Name: Eka Pada Hamsa Parsvottanasana advanced pose.

Purpose: Focus and meditative calm through advanced balancing.

Effects: Overall stretch of spine, gluteus, hamstrings, calves, and a short inversion to encourage extra blood flow in top quarter of lungs, neck, and head.

This advanced pose requires the training of a Yoga professional.

Always speak to your physician before starting a new exercise.

1. Begin with a standing single head to knee forward fold. This position calls for a reverse namaste’ or prayer position behind the back as high as you can comfortably manage with elbows out and palms touching.

2. Exhaling, perform a deep forward fold bringing the rear leg as high up as possible. At this point, the raised leg and spinal line should be straight. You can move the raised leg slightly from side to side to establish your balance.

Hold the pose here for thirty seconds or seven breaths to encourage the inversion benefits.

3. When you are ready, bend the weight bearing leg slightly while raising the shoulders and chest above the hip line. Keep the chest high, and the rear leg high. Raise the head and allow your eyes to rest on a distant point.
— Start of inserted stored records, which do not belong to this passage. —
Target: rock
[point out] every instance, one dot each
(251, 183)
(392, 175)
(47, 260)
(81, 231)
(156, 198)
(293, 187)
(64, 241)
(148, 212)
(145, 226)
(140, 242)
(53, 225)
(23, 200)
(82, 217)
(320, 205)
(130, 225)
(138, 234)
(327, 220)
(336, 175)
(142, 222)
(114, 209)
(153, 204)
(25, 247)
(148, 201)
4. Become aware of your breathing. Breathe in a relaxing golden-white light – up through the floor, continuing through the deepest cells and fibers of your weight bearing leg muscles, and further into your torso and raised leg. Allow yourself to become aware of the light. It rises without your efforts. This light is your energy. It is always with you, calming you, but your are not always aware of it. Meditate on the golden-white light.

Remember:

Breathing is at a constant natural rhythm.
The raised leg is high.
First comes the deep forward fold – hold.
Next raise the torso – hold.
The chest is higher than the hips.
The head is raised and the eyes are at rest on a distant point.

Hold this position for as long as you are comfortable. When you are ready you may release the position. Rest. Repeat on the other side.

If you wish to lighten the pose, you may substitute the reverse namaste’ position of hands and arms for a straight down the back arm position and clasped hands.

The longer you can hold the pose, the deeper is the resulting calm. Soreness the following day is acceptable, however, pain means you have held the position for too long.

This balance is a difficult one and will take time to learn. Meditating on your energy light is important. Have patience with yourself. This is Yoga, and it takes as long as it takes!

This is the correct practice for Eka Pada Hamsa Parsvottanasana advanced pose.